Perhaps I’m being too culturally sensitive, but the contrast of lead character to her setting overshadows everything the film does right. The action is exhilarating and it makes you wish Winstead had her own franchise (Huntress spinoff when, Warner Bros?). Even Harrelson leaves an impression despite his limited screentime, and this is a great breakthrough performance for the young Martineau. Taken piecemeal and removed from the cultural/racial contexts, Kate is a success because it does what the Netflix machine says it should do: be like Extraction but with a few cosmetic tweaks. I don’t know how that will work out for viewing numbers (keep in mind that Extraction hit just as the pandemic was ramping up, so people were stuck at home with nothing to do, although arguably we’ve come back around to that point so way to go, America), but I can see the logic behind the picture.

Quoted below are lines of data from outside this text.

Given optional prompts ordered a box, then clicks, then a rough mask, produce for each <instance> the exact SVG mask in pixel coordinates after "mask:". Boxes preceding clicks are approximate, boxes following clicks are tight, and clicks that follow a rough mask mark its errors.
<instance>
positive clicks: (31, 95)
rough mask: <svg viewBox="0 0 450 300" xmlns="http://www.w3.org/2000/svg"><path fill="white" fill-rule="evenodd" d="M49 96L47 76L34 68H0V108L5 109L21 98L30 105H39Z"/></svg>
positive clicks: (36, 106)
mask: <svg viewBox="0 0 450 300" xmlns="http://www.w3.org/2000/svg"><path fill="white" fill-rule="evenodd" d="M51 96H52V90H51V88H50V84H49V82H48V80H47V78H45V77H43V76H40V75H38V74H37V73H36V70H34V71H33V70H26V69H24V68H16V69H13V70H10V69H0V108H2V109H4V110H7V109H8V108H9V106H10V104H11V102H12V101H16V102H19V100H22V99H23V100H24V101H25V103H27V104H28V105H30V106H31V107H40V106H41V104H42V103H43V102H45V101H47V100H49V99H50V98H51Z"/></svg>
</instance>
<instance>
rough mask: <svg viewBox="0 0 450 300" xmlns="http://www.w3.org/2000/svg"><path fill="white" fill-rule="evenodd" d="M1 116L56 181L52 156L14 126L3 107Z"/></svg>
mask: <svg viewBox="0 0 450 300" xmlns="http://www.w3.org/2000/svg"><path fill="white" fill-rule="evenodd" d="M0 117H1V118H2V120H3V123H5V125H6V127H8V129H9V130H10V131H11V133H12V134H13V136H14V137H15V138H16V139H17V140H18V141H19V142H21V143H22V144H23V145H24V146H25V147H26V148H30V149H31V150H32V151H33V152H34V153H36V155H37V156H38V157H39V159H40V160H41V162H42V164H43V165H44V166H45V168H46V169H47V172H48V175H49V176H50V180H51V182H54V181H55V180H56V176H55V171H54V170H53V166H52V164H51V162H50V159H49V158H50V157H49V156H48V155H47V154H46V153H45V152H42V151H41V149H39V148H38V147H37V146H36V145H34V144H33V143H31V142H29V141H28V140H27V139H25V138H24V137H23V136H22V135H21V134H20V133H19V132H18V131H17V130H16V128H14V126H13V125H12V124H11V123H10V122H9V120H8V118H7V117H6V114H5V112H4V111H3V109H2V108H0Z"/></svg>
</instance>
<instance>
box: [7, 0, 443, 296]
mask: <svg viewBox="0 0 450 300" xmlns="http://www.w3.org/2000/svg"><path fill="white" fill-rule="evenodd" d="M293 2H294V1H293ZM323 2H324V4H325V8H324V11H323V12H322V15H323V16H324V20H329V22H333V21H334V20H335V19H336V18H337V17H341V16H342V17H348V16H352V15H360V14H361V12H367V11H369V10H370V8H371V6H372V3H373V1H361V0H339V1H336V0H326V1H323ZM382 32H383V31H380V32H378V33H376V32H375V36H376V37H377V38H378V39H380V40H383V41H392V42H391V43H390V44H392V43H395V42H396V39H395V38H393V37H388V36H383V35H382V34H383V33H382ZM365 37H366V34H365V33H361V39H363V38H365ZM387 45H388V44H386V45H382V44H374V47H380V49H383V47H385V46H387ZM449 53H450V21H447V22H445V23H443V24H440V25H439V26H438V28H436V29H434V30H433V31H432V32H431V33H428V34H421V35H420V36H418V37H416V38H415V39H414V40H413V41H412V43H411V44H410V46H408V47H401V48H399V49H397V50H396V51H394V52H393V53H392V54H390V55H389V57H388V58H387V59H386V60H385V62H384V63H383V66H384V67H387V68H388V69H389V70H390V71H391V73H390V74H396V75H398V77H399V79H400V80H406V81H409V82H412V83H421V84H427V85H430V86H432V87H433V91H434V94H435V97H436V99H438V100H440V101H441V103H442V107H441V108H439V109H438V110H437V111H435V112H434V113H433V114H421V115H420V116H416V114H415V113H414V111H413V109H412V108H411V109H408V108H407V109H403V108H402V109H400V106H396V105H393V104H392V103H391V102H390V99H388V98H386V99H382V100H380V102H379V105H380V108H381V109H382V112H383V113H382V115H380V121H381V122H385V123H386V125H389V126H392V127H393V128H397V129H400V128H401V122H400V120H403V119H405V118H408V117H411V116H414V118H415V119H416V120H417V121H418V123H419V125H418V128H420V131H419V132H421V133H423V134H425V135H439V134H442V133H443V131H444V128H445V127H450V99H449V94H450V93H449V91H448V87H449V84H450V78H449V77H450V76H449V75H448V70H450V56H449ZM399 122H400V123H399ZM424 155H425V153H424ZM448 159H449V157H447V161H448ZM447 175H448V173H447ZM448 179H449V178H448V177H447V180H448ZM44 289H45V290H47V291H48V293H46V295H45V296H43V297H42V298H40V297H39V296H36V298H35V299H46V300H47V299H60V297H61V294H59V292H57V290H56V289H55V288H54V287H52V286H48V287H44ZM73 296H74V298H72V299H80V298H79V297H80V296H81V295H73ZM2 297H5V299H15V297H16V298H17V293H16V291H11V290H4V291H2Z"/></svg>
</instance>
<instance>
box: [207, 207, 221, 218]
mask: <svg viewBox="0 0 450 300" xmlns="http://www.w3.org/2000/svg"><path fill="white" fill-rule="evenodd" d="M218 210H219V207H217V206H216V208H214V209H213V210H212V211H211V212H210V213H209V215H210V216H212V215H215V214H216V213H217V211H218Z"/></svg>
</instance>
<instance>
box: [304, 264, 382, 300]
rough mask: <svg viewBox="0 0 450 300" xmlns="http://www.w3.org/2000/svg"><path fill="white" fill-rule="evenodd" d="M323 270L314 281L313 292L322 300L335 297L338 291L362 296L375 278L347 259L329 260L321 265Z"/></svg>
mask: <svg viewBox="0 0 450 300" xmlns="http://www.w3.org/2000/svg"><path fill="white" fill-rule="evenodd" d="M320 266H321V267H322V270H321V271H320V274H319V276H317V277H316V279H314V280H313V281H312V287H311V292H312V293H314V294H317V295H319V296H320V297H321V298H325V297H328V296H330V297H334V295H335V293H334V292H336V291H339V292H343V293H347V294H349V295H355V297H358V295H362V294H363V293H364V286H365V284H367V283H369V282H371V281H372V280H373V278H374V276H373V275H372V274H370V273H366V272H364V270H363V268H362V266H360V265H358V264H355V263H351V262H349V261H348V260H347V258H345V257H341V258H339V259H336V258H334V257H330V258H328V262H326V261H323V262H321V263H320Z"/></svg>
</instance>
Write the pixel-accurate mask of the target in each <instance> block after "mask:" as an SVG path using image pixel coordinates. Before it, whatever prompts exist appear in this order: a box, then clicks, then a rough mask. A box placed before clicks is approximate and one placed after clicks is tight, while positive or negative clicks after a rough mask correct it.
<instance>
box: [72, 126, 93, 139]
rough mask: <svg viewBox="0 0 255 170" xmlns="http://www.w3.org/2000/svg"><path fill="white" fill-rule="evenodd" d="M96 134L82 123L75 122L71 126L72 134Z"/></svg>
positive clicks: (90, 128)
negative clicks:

As I said, I prefer Kate to Extraction, but they both suffer from the same issue, which is that it’s not great to send white characters into other people’s countries, kill their citizens and then justify it because they’re protecting an innocent kid. It’s fine to use other countries as locales for action movies, but filmmakers should be more conscientious about what it means to walk around another person’s land and what that means. Just because Kate is disposable entertainment, that doesn’t mean it should treat other cultures like trash.

Rating: C

Kate arrives on Netflix on September 10th.